3) Wicked Threads - I'm a dealer for this builder. Craig builds a helluva set of strings. Every set of strings I got from this builder have been spot on. I haven't had to add or remove a single twist and everything has been in spec right out of the package. These strings are quickly climbing up the leader board for number of sets that I've sold.

4) A3 Archery - I'm a dealer for this builder. Quick turnaround and excellent quality and competitively priced. I put a set on my spot bow and after thousands of shots over the last few months, the tune is just as spot on as the day I installed them.

5) Rogue - I'm not a dealer for this builder but the quality is excellent. I don't "see" why the R21 strings cost almost twice what other builders are charging but, they are great strings. 2 of my customers are on the Rogue shooting staff and they bring their stuff to me for installation.
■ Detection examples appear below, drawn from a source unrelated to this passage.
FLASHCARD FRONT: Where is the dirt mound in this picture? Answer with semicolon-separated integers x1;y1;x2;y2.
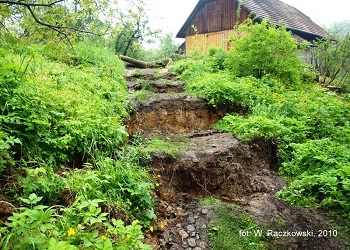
125;68;175;81
152;133;285;200
127;94;234;136
127;79;184;93
126;69;349;250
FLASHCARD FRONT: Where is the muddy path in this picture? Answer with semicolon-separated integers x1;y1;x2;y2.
126;69;350;250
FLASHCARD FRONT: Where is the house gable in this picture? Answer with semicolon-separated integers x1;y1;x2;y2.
176;0;328;51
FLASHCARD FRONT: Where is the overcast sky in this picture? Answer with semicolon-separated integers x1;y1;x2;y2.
145;0;350;41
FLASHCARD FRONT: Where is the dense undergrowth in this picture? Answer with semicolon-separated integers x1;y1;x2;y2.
174;20;350;218
0;42;155;249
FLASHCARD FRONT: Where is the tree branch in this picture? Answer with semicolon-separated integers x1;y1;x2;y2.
0;0;100;38
0;0;64;7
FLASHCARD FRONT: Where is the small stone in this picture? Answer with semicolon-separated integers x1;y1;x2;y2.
202;208;209;214
187;238;197;247
178;229;189;240
198;241;207;249
187;217;196;224
187;225;196;232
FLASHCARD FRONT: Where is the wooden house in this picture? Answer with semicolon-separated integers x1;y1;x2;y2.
176;0;327;53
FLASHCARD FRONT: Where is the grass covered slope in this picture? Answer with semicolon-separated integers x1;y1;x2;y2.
174;19;350;218
0;43;155;249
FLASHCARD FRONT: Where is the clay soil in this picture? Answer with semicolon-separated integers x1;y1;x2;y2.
127;69;349;250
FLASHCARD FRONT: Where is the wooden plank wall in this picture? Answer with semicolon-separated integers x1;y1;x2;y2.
186;29;235;54
186;0;249;36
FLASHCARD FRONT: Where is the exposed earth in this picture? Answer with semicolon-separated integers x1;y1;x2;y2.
126;69;350;250
0;69;350;250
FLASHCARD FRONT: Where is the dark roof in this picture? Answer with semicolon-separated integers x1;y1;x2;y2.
243;0;328;37
176;0;328;40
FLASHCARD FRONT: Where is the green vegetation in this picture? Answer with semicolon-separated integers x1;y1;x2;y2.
199;196;221;206
146;136;189;158
174;19;350;218
209;205;266;250
0;39;155;249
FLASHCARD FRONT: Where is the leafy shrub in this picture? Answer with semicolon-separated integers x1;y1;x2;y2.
224;20;306;84
182;67;350;216
0;194;151;249
21;167;65;205
208;47;227;71
2;43;127;168
67;158;155;224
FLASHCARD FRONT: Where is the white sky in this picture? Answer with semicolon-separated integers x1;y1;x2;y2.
145;0;350;42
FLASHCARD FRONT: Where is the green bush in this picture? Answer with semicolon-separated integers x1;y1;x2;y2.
224;20;306;84
180;67;350;216
1;43;127;166
21;167;65;205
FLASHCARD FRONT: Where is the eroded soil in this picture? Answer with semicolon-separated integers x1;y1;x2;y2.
127;69;349;250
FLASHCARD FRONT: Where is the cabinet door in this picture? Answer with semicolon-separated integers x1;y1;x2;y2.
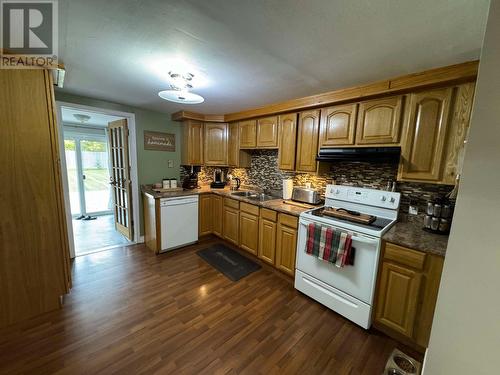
375;261;421;338
398;88;452;182
240;212;259;255
204;123;228;166
296;109;320;172
319;104;357;147
198;194;213;236
276;214;298;276
212;195;224;237
223;206;240;245
257;116;278;148
227;122;251;168
240;120;257;148
278;113;297;171
259;217;277;264
356;96;403;145
181;121;203;165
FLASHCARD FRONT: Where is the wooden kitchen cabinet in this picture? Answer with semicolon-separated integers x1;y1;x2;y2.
204;123;228;166
356;96;403;145
275;213;298;276
198;194;214;236
240;202;259;255
181;120;203;165
373;242;444;351
258;208;278;265
278;113;297;171
212;194;224;237
257;116;278;149
227;122;252;168
398;88;453;182
319;103;358;147
295;109;320;172
239;120;257;149
222;198;240;245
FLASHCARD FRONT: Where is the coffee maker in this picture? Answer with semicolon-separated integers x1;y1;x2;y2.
210;168;226;189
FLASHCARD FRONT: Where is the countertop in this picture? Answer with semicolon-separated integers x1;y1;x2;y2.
383;216;448;257
141;185;314;216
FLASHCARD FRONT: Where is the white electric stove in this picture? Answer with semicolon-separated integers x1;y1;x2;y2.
295;185;400;328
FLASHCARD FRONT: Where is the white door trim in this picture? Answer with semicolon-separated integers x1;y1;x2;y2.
56;100;141;258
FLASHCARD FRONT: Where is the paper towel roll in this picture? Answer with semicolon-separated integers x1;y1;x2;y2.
283;178;293;199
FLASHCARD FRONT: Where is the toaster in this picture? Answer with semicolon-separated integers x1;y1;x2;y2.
292;187;321;204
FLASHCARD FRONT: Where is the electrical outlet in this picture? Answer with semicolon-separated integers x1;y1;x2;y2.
408;205;418;215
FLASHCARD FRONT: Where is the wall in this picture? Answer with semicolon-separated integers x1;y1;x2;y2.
184;150;452;213
56;91;181;235
424;0;500;375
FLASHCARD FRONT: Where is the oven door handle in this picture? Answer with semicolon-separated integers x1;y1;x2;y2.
300;221;378;244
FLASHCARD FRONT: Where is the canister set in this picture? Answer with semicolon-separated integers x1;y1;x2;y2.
424;202;453;234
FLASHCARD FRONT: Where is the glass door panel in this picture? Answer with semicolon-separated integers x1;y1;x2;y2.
80;138;113;214
64;139;81;215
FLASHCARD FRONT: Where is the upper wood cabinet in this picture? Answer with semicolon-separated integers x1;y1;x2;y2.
276;214;298;276
204;123;228;166
398;88;453;182
239;120;257;148
227;122;252;168
181;121;203;165
356;96;403;145
257;116;278;148
278;113;297;171
319;104;358;147
296;109;320;172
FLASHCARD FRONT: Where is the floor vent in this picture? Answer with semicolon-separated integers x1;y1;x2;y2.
384;349;422;375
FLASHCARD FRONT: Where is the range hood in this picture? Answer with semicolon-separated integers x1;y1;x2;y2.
316;146;401;162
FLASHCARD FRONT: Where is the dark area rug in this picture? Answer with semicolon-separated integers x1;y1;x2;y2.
196;244;261;281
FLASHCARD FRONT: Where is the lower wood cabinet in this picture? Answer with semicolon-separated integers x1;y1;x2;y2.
275;213;298;276
258;208;278;265
222;198;240;245
373;243;444;351
212;194;224;237
198;194;214;236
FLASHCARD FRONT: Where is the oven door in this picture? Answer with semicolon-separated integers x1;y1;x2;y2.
296;218;380;305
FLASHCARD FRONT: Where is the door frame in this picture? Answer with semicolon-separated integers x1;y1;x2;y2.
56;100;144;258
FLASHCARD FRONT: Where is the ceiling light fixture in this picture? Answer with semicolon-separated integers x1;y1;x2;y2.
158;71;205;104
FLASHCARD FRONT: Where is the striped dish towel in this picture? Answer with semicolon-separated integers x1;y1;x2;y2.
306;224;354;268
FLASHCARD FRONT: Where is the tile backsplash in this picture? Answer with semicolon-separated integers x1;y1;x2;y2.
181;150;453;213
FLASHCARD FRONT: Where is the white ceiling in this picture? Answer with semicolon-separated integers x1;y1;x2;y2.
61;107;123;128
59;0;489;113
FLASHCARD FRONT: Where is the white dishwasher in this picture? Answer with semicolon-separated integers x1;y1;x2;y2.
160;195;198;252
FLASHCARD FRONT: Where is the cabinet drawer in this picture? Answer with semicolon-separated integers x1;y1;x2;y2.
240;202;259;216
279;214;299;229
224;198;240;210
384;242;425;270
260;208;278;223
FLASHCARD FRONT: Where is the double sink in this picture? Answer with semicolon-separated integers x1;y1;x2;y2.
231;191;276;202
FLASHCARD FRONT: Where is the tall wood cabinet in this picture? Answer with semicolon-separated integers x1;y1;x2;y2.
295;109;320;172
0;69;71;327
399;88;453;182
319;103;358;147
204;123;228;166
181;120;203;165
278;113;297;171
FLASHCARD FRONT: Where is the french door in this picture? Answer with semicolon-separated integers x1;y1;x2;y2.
108;119;133;241
64;133;113;216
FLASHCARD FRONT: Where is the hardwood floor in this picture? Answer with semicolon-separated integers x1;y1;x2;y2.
0;238;396;375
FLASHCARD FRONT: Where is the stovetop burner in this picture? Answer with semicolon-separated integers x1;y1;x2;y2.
311;207;392;230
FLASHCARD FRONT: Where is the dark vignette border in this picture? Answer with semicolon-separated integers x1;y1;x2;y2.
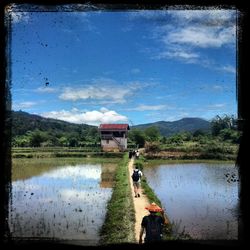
0;0;250;249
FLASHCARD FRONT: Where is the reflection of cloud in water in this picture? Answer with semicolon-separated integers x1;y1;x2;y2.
12;181;41;193
39;165;102;179
59;189;111;203
9;162;112;241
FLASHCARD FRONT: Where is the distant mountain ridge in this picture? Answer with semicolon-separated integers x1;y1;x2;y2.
12;111;95;136
12;111;210;137
132;117;211;137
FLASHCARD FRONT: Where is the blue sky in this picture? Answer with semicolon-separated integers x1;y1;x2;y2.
6;5;237;125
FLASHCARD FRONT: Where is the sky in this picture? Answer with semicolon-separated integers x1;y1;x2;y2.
6;5;238;126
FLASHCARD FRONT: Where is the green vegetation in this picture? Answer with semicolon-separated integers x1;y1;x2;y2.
131;115;241;160
100;153;135;245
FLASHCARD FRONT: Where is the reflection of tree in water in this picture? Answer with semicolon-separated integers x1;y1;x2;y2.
100;164;116;188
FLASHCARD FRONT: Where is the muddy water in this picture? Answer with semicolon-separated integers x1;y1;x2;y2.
9;164;116;245
144;164;239;240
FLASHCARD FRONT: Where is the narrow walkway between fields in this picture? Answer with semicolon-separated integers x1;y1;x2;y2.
128;158;149;243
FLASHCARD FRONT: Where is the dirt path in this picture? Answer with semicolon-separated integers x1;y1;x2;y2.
128;159;149;243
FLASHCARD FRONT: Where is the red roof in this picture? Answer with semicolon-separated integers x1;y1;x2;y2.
99;124;130;130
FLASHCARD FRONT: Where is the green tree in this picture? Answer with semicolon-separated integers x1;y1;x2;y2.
128;129;145;147
144;126;160;142
30;130;47;147
211;115;236;136
69;137;78;147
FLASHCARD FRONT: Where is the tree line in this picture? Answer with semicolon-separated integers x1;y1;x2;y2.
11;115;240;147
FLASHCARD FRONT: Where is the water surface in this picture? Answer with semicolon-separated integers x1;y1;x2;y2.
144;163;239;240
9;164;116;244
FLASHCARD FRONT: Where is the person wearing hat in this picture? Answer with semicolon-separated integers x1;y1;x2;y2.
139;202;168;244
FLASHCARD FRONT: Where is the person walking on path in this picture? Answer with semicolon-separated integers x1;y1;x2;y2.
131;166;142;197
139;202;169;244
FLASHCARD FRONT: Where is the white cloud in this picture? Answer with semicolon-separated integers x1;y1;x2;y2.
168;8;236;26
219;65;236;74
155;49;200;63
35;87;56;93
59;78;150;105
5;4;29;23
43;165;101;180
59;85;132;103
164;26;236;48
131;68;141;74
144;8;237;73
128;104;167;111
207;103;226;110
41;108;128;126
13;102;37;110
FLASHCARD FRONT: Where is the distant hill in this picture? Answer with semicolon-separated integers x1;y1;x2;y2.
12;111;210;137
12;111;95;136
132;118;210;137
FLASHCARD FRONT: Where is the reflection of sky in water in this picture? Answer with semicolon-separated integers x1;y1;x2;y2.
10;165;112;241
144;164;239;239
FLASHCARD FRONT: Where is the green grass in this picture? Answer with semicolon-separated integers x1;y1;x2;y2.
100;153;135;245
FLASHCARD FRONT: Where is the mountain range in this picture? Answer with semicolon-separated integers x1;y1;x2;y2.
132;117;210;137
12;111;210;137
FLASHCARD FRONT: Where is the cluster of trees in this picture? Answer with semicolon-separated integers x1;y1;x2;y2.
12;114;240;147
12;127;100;147
129;115;240;147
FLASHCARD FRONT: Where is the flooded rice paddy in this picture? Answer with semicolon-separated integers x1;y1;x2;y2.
9;160;116;245
144;163;239;240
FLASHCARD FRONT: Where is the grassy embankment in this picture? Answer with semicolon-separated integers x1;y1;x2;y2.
100;153;135;245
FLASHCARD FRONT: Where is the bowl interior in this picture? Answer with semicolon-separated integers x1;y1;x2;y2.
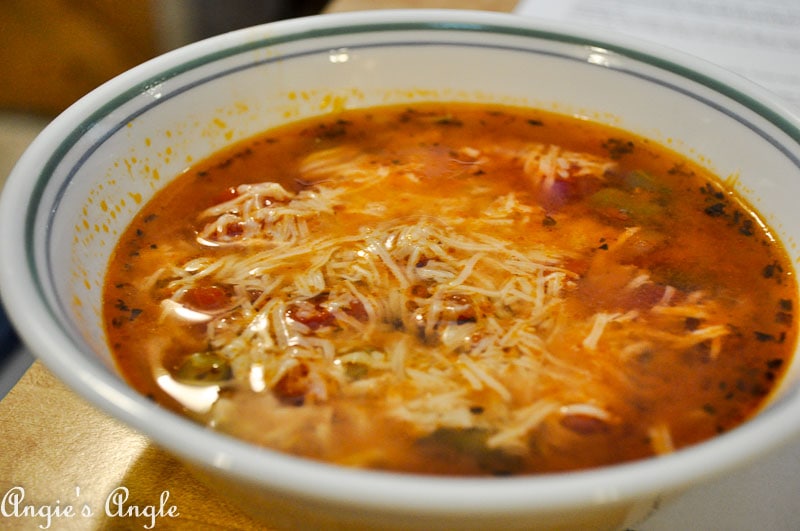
2;8;800;512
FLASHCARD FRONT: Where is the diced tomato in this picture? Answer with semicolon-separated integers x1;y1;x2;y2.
272;363;311;406
286;301;336;330
184;286;229;311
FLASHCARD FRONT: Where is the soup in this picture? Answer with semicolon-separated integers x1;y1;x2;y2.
104;103;797;476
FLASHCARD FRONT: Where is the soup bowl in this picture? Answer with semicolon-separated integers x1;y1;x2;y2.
0;11;800;529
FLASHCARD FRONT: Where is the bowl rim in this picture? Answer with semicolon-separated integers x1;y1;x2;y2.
0;9;800;514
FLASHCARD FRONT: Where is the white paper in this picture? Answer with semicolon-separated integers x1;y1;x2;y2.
516;4;800;531
516;0;800;110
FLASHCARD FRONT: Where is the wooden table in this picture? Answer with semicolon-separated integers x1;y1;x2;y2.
0;0;516;530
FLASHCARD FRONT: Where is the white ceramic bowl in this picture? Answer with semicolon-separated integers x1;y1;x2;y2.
0;11;800;529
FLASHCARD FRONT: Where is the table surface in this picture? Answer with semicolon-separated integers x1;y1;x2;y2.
0;0;800;530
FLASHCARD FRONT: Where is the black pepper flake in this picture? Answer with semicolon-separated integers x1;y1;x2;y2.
767;358;783;371
603;138;634;160
761;262;783;278
703;203;725;218
755;332;776;343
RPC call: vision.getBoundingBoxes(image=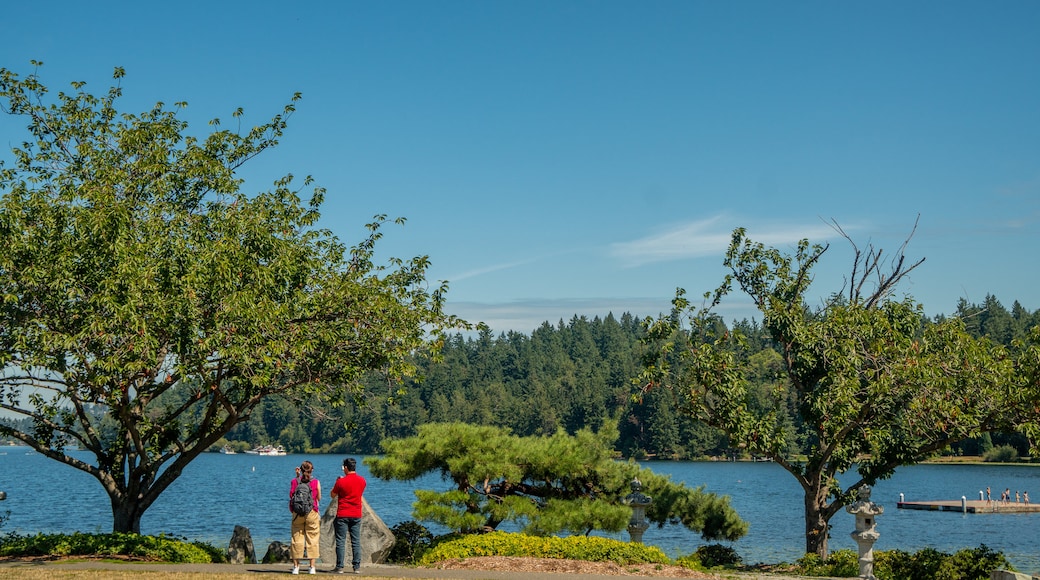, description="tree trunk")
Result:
[109,494,152,533]
[805,478,830,559]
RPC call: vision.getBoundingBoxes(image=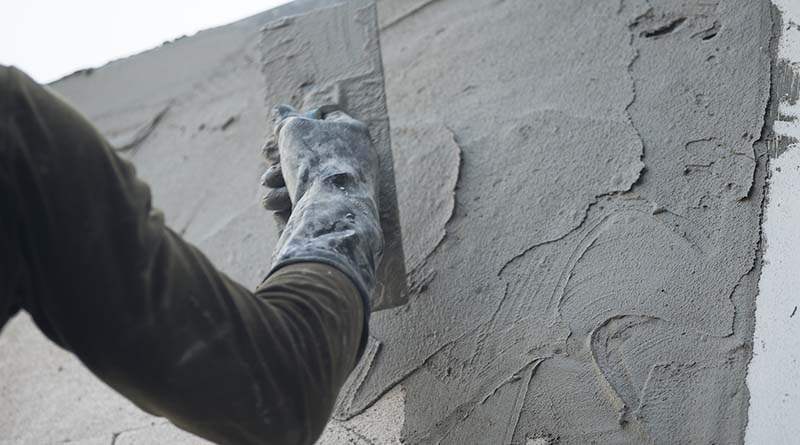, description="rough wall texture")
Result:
[0,0,772,444]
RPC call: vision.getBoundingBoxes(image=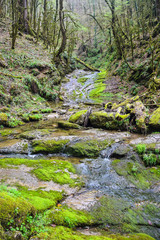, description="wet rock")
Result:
[31,139,69,153]
[89,111,114,128]
[19,129,52,140]
[149,107,160,131]
[69,110,87,125]
[6,231,24,240]
[58,121,80,129]
[0,139,28,154]
[66,140,114,157]
[111,145,130,158]
[46,113,59,120]
[0,113,8,125]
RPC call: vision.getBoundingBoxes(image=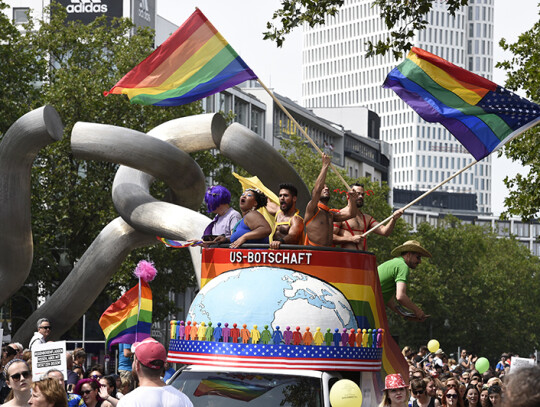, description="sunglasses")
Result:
[9,370,30,382]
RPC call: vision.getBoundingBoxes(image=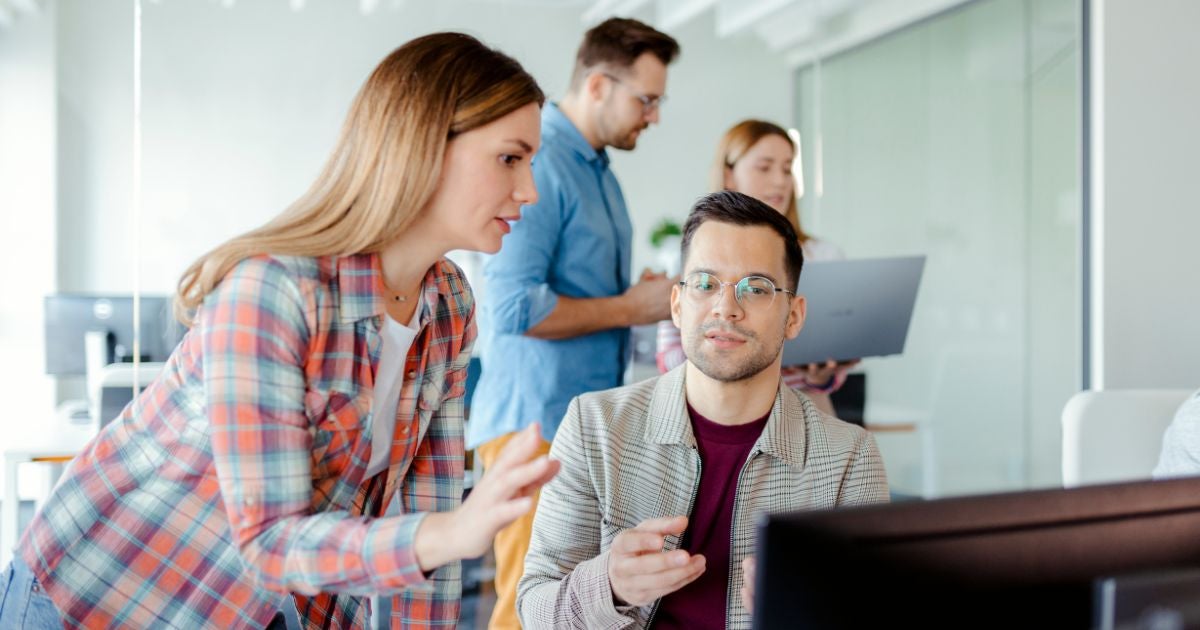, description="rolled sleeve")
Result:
[517,398,637,629]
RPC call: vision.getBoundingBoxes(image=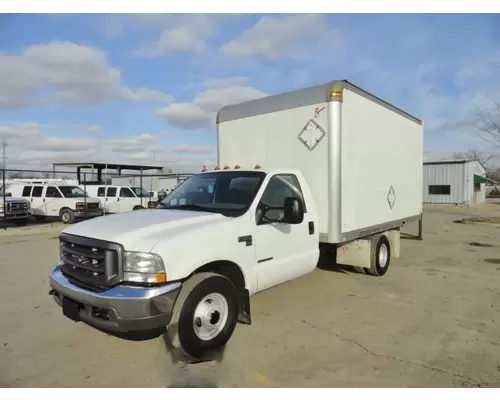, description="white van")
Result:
[80,185,158,214]
[7,182,103,224]
[0,187,31,226]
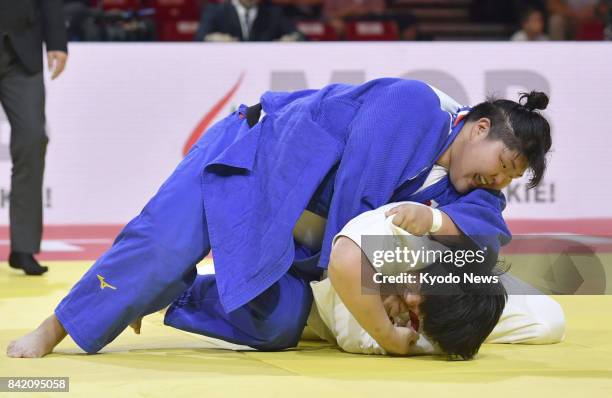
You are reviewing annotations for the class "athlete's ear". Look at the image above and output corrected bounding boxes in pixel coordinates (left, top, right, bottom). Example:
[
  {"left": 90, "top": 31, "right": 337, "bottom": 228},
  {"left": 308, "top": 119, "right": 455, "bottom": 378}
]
[{"left": 476, "top": 117, "right": 491, "bottom": 137}]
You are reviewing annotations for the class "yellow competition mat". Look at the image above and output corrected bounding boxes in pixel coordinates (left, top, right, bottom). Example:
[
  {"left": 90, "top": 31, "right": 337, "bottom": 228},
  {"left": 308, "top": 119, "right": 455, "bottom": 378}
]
[{"left": 0, "top": 261, "right": 612, "bottom": 398}]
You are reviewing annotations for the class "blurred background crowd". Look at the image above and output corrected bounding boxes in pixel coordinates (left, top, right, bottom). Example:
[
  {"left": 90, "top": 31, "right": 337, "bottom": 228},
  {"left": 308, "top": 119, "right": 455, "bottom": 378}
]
[{"left": 64, "top": 0, "right": 612, "bottom": 42}]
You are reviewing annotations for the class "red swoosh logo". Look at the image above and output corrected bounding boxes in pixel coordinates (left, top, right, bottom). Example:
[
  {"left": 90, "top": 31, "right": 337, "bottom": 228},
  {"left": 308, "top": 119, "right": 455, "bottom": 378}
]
[{"left": 183, "top": 72, "right": 244, "bottom": 156}]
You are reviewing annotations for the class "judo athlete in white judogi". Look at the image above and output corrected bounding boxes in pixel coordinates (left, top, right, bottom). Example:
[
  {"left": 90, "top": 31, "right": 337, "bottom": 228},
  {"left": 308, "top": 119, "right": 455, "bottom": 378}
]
[{"left": 308, "top": 197, "right": 565, "bottom": 355}]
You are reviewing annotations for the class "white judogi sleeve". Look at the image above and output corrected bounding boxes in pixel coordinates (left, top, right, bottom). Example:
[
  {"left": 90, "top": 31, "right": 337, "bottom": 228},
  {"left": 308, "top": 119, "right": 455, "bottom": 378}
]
[{"left": 308, "top": 203, "right": 440, "bottom": 355}]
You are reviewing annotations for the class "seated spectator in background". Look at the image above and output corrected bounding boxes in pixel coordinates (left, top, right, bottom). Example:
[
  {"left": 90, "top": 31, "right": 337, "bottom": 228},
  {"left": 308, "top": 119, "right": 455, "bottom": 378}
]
[
  {"left": 323, "top": 0, "right": 387, "bottom": 37},
  {"left": 510, "top": 8, "right": 548, "bottom": 41},
  {"left": 548, "top": 0, "right": 600, "bottom": 40},
  {"left": 195, "top": 0, "right": 303, "bottom": 41},
  {"left": 272, "top": 0, "right": 323, "bottom": 20}
]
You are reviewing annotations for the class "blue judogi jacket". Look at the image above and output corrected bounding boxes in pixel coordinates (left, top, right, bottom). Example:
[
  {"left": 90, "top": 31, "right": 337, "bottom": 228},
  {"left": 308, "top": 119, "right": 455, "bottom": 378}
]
[{"left": 197, "top": 78, "right": 510, "bottom": 312}]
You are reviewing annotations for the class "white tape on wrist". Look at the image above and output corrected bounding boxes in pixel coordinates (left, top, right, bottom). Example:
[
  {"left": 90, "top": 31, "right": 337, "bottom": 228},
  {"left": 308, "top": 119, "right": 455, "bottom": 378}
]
[{"left": 429, "top": 207, "right": 442, "bottom": 234}]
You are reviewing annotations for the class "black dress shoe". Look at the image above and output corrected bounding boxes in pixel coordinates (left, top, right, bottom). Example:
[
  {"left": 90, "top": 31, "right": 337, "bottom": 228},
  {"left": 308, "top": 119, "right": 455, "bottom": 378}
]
[{"left": 9, "top": 252, "right": 49, "bottom": 275}]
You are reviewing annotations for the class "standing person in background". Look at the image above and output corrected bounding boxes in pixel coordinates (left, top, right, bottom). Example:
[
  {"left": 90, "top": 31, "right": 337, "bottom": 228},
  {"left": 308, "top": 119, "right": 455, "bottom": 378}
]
[
  {"left": 510, "top": 8, "right": 548, "bottom": 41},
  {"left": 0, "top": 0, "right": 68, "bottom": 275},
  {"left": 323, "top": 0, "right": 387, "bottom": 37},
  {"left": 548, "top": 0, "right": 600, "bottom": 40},
  {"left": 195, "top": 0, "right": 303, "bottom": 42}
]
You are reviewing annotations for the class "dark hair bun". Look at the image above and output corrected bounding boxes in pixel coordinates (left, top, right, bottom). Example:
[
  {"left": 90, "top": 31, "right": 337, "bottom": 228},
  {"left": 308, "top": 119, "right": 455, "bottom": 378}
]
[{"left": 519, "top": 91, "right": 548, "bottom": 111}]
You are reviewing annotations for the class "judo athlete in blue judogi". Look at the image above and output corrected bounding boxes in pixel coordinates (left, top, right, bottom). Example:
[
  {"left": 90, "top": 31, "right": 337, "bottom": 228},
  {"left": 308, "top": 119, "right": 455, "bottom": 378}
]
[{"left": 8, "top": 78, "right": 550, "bottom": 357}]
6) Tall Tine/BC Strings - I'm not a dealer for either of these builders. I installed the customer supplied strings and they are happy with their decision to use them._

I'm sure there are other excellent builders out there.... I just don't have experience with them.


----------



## PeterfromMaine (Mar 4, 2008)

I'm sure they are all great and high-quality... with that said, Catfish Custom Strings are all I put on my bows.


----------



## Mohican (Feb 7, 2003)

Bandhunter said:


> Lol. That's like asking which bow company is the best. Ask somebody you know and trust their opinion. Good luck


This is good information if someone is looking for a reputable strng maker in their immediate area.


----------



## Dbolick (Mar 27, 2020)

Insanebowman said:


> Ok does ABB not make the cut?


check out the process ABB uses for their platinum strings, then compare it to the process A3 uses (can be found on both companies website). Easily while i go with A3


----------



## Seadonist (Jan 5, 2015)

Most, if not all, are quality manufacturers. The brands that I’ve used and like are:
Twisted X
Hogwire 
Catfish Customs 
JBK
60X
Vapor Trail


Sent from my iPhone using Tapatalk


----------



## xFREDx (Jul 18, 2016)

pick your poison. Twisted X is my favorite. I would go with someone who builds them themselves instead of someone who has many different people building them. I just think the individual puts more into the build with quality with each string when they do it themselves.


----------



## Hoyt crx 32 (Nov 24, 2019)

Another vote for Archery Shack don’t know if they are the best but they are great strings


----------



## Helic (Apr 11, 2019)

Maybe the better question is..... "what makes one bow string and cable set better than another?"

That way you avoid all the fanboyism that comes with people trying to push the brand that they personally use, and you get into a discussion that might actually help inform you.

The typical "whats the best" type questions just end up with one guy telling you easton is the best and another guy telling you easton is garbage and gold tip is the only way to go.
It just goes around in circles.

Its hard to be objective a lot of the time.
Especially when it comes to strings.
Why? Because most archers dont change strings very often.
I personally know many many people who have bows that are 10 to 15 years old, and they still have the original factory strings on them.

If a guy buys a new bow, shoots the strings on it for a year or two, replaces the strings once, shoots it for another year and sells the bow, how many different strings has he tried?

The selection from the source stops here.